Let’s add two more predictions in which we divide the 2014 batting averages into bins of length 0.005 and 0.001. The code below generates these predictions, saves them to columns called “yhat_3” and “yhat_4” in our tbl, and then adds the predictions to the plot in purple and orange.
batting_2014_2015 <-
batting_2014_2015 %>%
mutate(bins = cut(BA_2014, breaks = seq(from = 0.15, to = 0.4, by = 0.005))) %>%
group_by(bins) %>%
mutate(yhat_3 = mean(BA_2015)) %>%
ungroup() %>%
select(-bins)
batting_2014_2015 <-
batting_2014_2015 %>%
mutate(bins = cut(BA_2014, breaks = seq(from = 0.15, to = 0.4, by = 0.001))) %>%
group_by(bins) %>%
mutate(yhat_4 = mean(BA_2015)) %>%
ungroup() %>%
select(-bins)
ggplot(batting_2014_2015) +
geom_point(aes(x = BA_2014, y = BA_2015), shape = 16, size = 0.9) +
geom_point(aes(x = BA_2014, y = yhat_0), col = 'red', shape = 3, size = 0.75) +
geom_point(aes(x = BA_2014, y = yhat_1), col = 'green', shape = 15, size = 0.75) +
geom_point(aes(x = BA_2014, y = yhat_2), col = 'blue', shape = 17, size = 0.75) +
geom_point(aes(x = BA_2014, y = yhat_3), col = 'purple', shape = 8, size = 0.75) +
geom_point(aes(x = BA_2014, y = yhat_4), col = 'orange', shape = 10, size = 0.75)
We now have a couple of different ways of predicting BA_2015. Qualitatively, the predictions in purple (formed by binning BA_2014 into very small intervals) appear to fit the observed data better than the blue, green, and red predictions.
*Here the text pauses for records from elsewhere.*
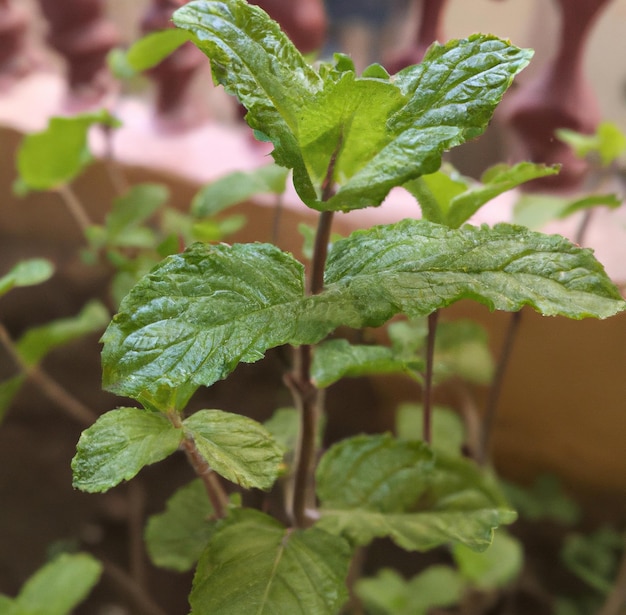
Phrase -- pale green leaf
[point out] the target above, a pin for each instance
(254, 565)
(155, 47)
(56, 155)
(448, 431)
(26, 273)
(59, 586)
(494, 568)
(337, 359)
(236, 447)
(254, 60)
(119, 444)
(451, 97)
(176, 537)
(415, 267)
(390, 594)
(237, 187)
(369, 487)
(37, 342)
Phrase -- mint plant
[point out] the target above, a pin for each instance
(198, 314)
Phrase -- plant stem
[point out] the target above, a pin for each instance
(48, 385)
(428, 380)
(307, 396)
(75, 207)
(215, 491)
(496, 387)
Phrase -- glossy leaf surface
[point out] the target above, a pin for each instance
(300, 572)
(176, 537)
(236, 447)
(119, 444)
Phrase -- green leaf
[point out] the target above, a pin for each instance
(131, 210)
(153, 48)
(448, 198)
(55, 156)
(119, 444)
(237, 187)
(448, 430)
(176, 537)
(337, 359)
(200, 313)
(415, 267)
(26, 273)
(37, 342)
(494, 568)
(254, 60)
(236, 447)
(608, 143)
(8, 390)
(58, 587)
(390, 594)
(375, 486)
(450, 98)
(300, 572)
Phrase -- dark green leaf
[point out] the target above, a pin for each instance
(300, 572)
(337, 359)
(36, 343)
(58, 587)
(155, 47)
(176, 537)
(238, 187)
(55, 156)
(494, 568)
(448, 431)
(414, 267)
(119, 444)
(236, 447)
(390, 594)
(254, 60)
(26, 273)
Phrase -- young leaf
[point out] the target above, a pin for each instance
(119, 444)
(26, 273)
(494, 568)
(451, 97)
(365, 495)
(176, 537)
(448, 198)
(254, 60)
(300, 572)
(337, 359)
(390, 594)
(236, 447)
(56, 155)
(58, 587)
(237, 187)
(37, 342)
(415, 267)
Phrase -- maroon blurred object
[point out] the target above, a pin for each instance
(174, 75)
(558, 97)
(15, 59)
(304, 21)
(80, 32)
(429, 31)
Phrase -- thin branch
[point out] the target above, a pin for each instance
(48, 385)
(428, 380)
(496, 387)
(75, 207)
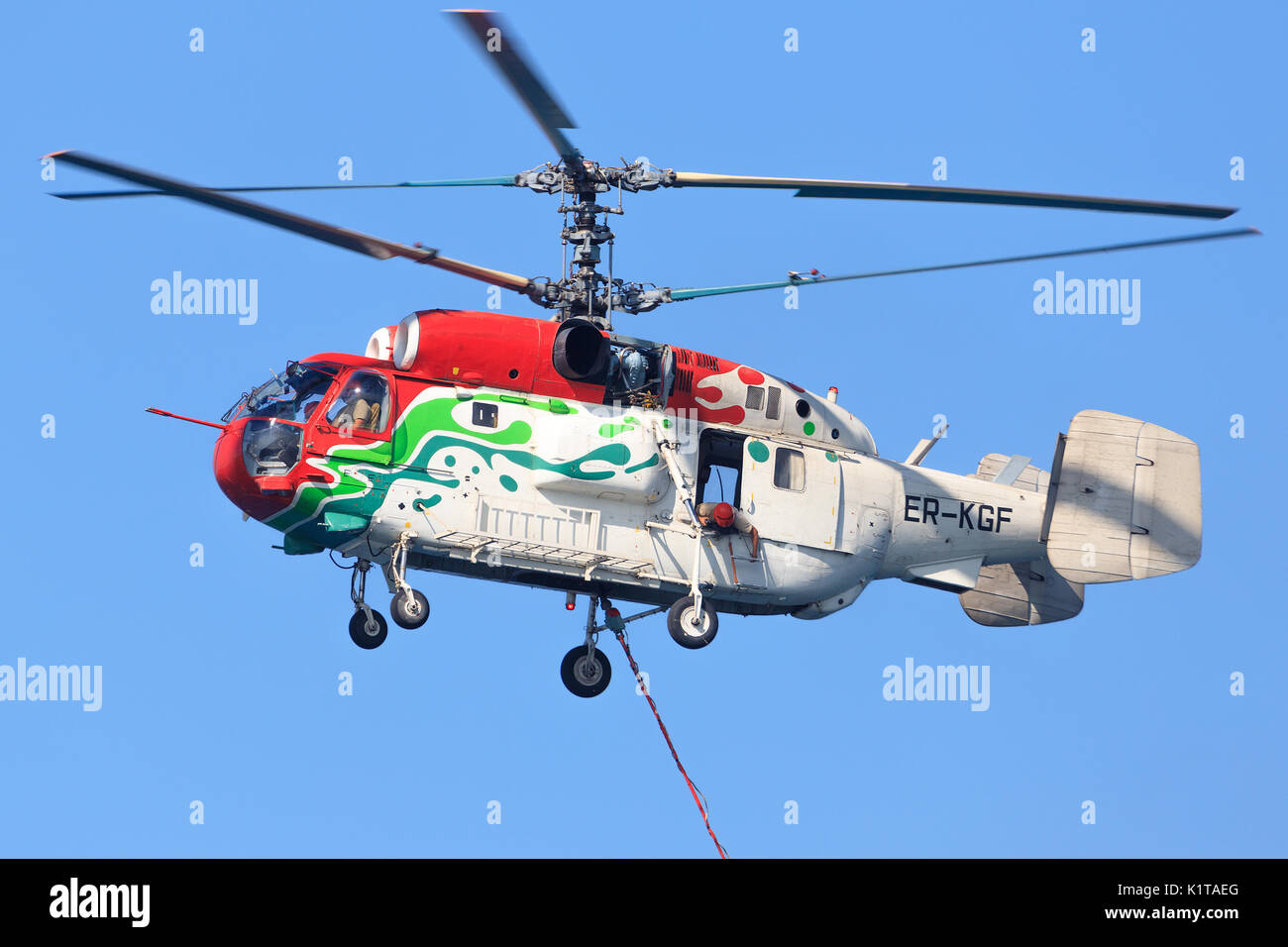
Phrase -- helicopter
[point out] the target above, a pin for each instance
(561, 454)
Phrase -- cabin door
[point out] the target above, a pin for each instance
(791, 492)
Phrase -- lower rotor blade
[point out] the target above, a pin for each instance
(678, 295)
(890, 191)
(349, 240)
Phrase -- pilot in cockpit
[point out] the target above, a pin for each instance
(360, 405)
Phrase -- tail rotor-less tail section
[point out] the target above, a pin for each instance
(1016, 594)
(1125, 500)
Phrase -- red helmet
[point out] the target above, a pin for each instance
(722, 514)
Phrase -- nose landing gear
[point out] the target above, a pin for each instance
(694, 625)
(368, 626)
(585, 669)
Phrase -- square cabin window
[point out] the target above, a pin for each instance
(789, 470)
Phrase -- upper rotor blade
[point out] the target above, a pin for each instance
(502, 48)
(677, 295)
(459, 182)
(889, 191)
(339, 236)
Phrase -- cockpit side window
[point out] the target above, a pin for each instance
(362, 405)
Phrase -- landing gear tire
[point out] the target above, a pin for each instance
(585, 677)
(410, 611)
(690, 626)
(365, 635)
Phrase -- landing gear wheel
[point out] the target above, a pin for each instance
(368, 635)
(585, 677)
(410, 611)
(690, 626)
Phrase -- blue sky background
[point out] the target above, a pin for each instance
(220, 682)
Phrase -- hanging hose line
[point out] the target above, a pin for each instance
(697, 793)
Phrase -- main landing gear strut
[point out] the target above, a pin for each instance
(410, 608)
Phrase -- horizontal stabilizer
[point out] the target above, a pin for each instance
(993, 466)
(1021, 592)
(1124, 501)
To assess the predictions quantitatively, we often rely on the root mean square error or RMSE. This is the square root of the mean square error (MSE), which is computed by averaging the squared difference between the actual values and the predicted values.
summarize(batting_2014_2015,
rmse_0 = sqrt(mean((BA_2015 - yhat_0)^2)),
rmse_1 = sqrt(mean((BA_2015 - yhat_1)^2)),
rmse_2 = sqrt(mean((BA_2015 - yhat_2)^2)),
rmse_3 = sqrt(mean((BA_2015 - yhat_3)^2)),
rmse_4 = sqrt(mean((BA_2015 - yhat_4)^2)))
## # A tibble: 1 × 5
## rmse_0 rmse_1 rmse_2 rmse_3 rmse_4
## <dbl> <dbl> <dbl> <dbl> <dbl>
## 1 0.0257 0.0244 0.0226 0.0185 0.0113
We see that the the orange predictions have the lowest RMSE, followed by the purple, blue, green, and red predictions. This tells us that the predictions formed by binning into smaller intervals fit the data better than the predictions formed by binning into larger intervals, confirming what we could see visually.
Now, what if we continued this process, and formed bins that are infinitesimally small? Should we expect our predictions to be even better? However, think about the potential issues of doing so: most of the bins (an infinite number of them, in fact) would contain no data points. How could we remedy this issue? Perhaps, we could impose a constraint that our predictions must lie along a straight line, thus allowing the bins with data to help make predictions for the bins without data. You’ll have some time to think about this concept, and then in Lecture 6 we will introduce linear regression which addresses this exact issue.